3. Sharing your ideas with the wrong people.
This is a classic! The wrong people can be the kind of wet blankets who, for whatever reasons, always respond negatively to any kind of enthusiasm. The kind of people who can’t stand you feeling so upbeat and inspired. The wrong people can also be what Julia Cameron, in her immensely inspiring book The Artist’s Way calls crazymakers. The kind of larger-than-life, domineering, energy-guzzling busybodies who love to make you feel small, insignificant and untalented. Keep your ideas well away from them!!

In terms of screenwriting, an idea only acquires value in the real world once it germinates into a story. You can’t copyright an idea but you can protect a story, even if it’s just a synopsis. So trick number one is to harvest as many ideas as you can, in the full knowledge that you’ll never use most of them. And trick number two is to contain your enthusiasm when you do discover an inspiring nugget, at least until you’ve written a story concept based on the idea.

Saturday, May 3, 2008

Five Important Reasons To Know Your Premise Inside-Out

A premise is a catchy, shorthand description of what your screenplay is about.
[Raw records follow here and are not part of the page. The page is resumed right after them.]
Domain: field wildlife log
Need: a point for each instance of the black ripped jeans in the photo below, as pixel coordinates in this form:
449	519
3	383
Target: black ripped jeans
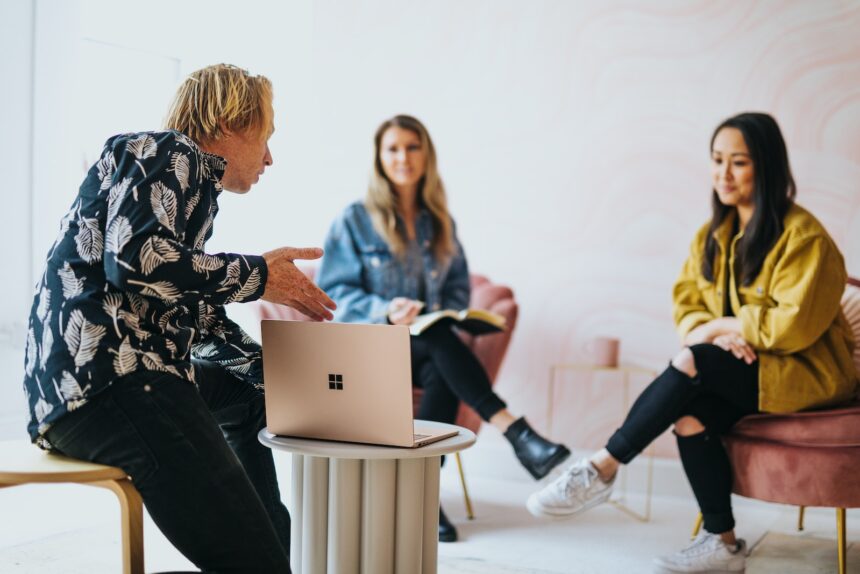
724	390
449	372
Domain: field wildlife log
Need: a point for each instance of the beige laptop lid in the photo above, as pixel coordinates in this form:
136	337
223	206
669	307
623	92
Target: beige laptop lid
338	381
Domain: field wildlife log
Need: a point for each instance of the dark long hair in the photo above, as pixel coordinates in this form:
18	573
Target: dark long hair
773	195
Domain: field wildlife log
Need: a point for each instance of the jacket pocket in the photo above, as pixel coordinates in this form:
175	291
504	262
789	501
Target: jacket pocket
380	270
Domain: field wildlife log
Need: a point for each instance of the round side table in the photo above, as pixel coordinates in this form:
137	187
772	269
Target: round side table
359	508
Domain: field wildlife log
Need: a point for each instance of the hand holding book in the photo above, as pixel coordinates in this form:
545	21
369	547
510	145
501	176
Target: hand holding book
474	321
402	311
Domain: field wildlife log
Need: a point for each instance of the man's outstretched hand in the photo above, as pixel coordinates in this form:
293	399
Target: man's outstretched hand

A couple of compact sentences giving a sense of the genre, the main character(s), the central conflict and the basic narrative action.

The premise is based on the initial inspiration for the writing. This might have been a seemingly trivial stimulus which first made you think of a character, a situation, a theme, a title, or whatever it was that then became the seed for a screenplay. Equally, it might be a profound question or issue you’ve wanted to write about for as long as you can remember.
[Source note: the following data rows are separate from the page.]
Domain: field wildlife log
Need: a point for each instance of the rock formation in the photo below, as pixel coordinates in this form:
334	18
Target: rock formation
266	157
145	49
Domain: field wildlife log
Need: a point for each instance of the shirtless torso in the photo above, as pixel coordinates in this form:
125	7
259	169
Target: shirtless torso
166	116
Here’s why it’s important to be acutely aware of your premise:

  1. Whatever the initial trigger was, once you start writing, the premise will become the corner-stone of your screenplay. It becomes the measure against which you can hold every line of dialogue, every dilemma and every twist. A kind of compass to keep you on track while you write.

  2. The premise is, as screenwriter extraordinaire Terry Rossio puts it in his characteristically witty column, A Foot in The Door, your calling card. There is no way to overstate the importance of a well-written premise as a marketing and pitching tool. The premise is the briefest but most essential advert for your screenplay. A well-crafted film poster or DVD cover can convince undecided or sceptical punters to part with their money on impulse. Similarly, your premise can mean the difference between your script being read or being binned.
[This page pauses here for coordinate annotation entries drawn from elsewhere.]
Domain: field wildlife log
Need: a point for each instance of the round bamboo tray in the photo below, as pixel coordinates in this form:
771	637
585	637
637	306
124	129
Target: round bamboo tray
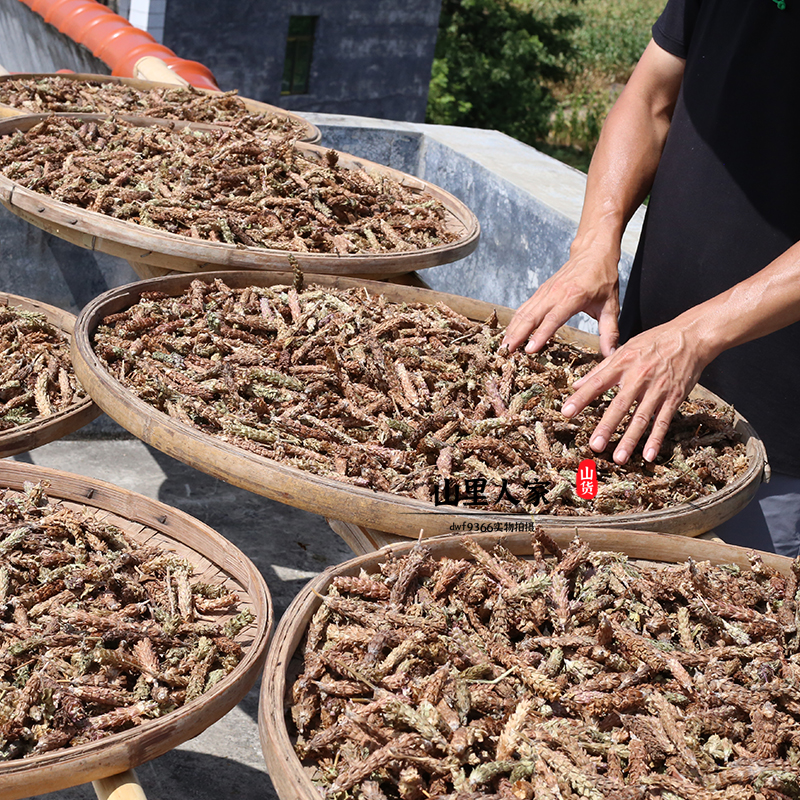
291	780
307	131
42	430
215	560
359	507
151	251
  3. “Classic narrative is … like a river which has a source in an inland spring … the premise is the source of the river.” (Cherry Potter) In other words: Being aware of what your inspiration is, ensures you can return to it whenever you need creative nourishment, throughout the entire process of writing and selling the script.

  4. Your premise will pique people’s curiosity because it expresses the unique driving force of the story. It contains the main dramatic issue, the central conflict which is reflected in all the conflicts in the story (see John Truby for more on this). Plus it gives a sense of the unique story world, which elevates it above the generic level of its genre.

  5. As writer Bill Johnson explains, a story is a promise. It creates expectations. The audience unconsciously enters into a deal with you, and you have to deliver. The premise enables you to be aware of what your story promises while you write the screenplay, but also when you pitch and hopefully sell it!

Knowing your premise inside-out means you know what you’re writing and why. You owe this to yourself, to everyone else involved in making the film and to the audience.